We have training data \((x_1, y_1), \ldots, (x_N, y_N)\). These are observations (examples, instances) of these measurements.
On the basis of the training data, we would like to:
Accurately predict unseen test cases.
Understand which inputs affect the outcome, and how.
Assess the quality of our predictions and inferences.
It is important to understand the ideas behind the various techniques, in order to know how and when to use them.
We wil understand the simpler methods first to grasp the more sophisticated ones later.
It is important to accurately assess the performance of a method, to know how well or how badly it is working.
No outcome variable, just a set of predictors (features) measured on a set of samples.
Objective is more fuzzy:
Find groups of samples that behave similarly.
Find features that behave similarly.
Find linear combinations of features with the most variation.

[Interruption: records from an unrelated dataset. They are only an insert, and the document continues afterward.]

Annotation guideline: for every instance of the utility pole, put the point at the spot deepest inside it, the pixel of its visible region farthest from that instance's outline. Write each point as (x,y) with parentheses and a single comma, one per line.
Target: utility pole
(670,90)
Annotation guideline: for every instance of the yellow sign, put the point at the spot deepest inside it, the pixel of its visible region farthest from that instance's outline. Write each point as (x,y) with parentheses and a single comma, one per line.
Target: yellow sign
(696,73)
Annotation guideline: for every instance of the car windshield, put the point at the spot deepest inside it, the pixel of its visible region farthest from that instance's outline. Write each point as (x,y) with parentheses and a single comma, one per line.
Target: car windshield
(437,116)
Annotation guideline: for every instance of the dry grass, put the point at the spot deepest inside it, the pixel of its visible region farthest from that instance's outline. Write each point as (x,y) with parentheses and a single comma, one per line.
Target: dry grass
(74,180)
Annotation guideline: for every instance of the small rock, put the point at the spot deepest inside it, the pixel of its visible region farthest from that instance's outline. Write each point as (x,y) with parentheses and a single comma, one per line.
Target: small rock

Difficult to know how well we are doing.
Different from supervised learning, but can be useful as a pre-processing step for supervised learning.
Shown are Sales vs TV, Radio, and Newspaper, with a blue linear-regression line fit separately to each.
Can we predict Sales using these three?
Perhaps we can do better using a model:
\[ \text{Sales} \approx f(\text{TV}, \text{Radio}, \text{Newspaper}) \]
Sales is a response or target that we wish to predict. We generically refer to the response as \(Y\).
TV is a feature, or input, or predictor; we name it \(X_1\).
Likewise, name Radio as \(X_2\), and so on.
The input vector collectively is referred to as:
\[ X = \begin{pmatrix} X_1 \\ X_2 \\ X_3 \end{pmatrix} \]
We write our model as:
\[ Y = f(X) + \epsilon \]
where \(\epsilon\) captures measurement errors and other discrepancies.
With a good \(f\), we can make predictions of \(Y\) at new points \(X = x\).
Understand which components of \(X = (X_1, X_2, \ldots, X_p)\) are important in explaining \(Y\), and which are irrelevant.
Depending on the complexity of \(f\), understand how each component \(X_j\) affects \(Y\).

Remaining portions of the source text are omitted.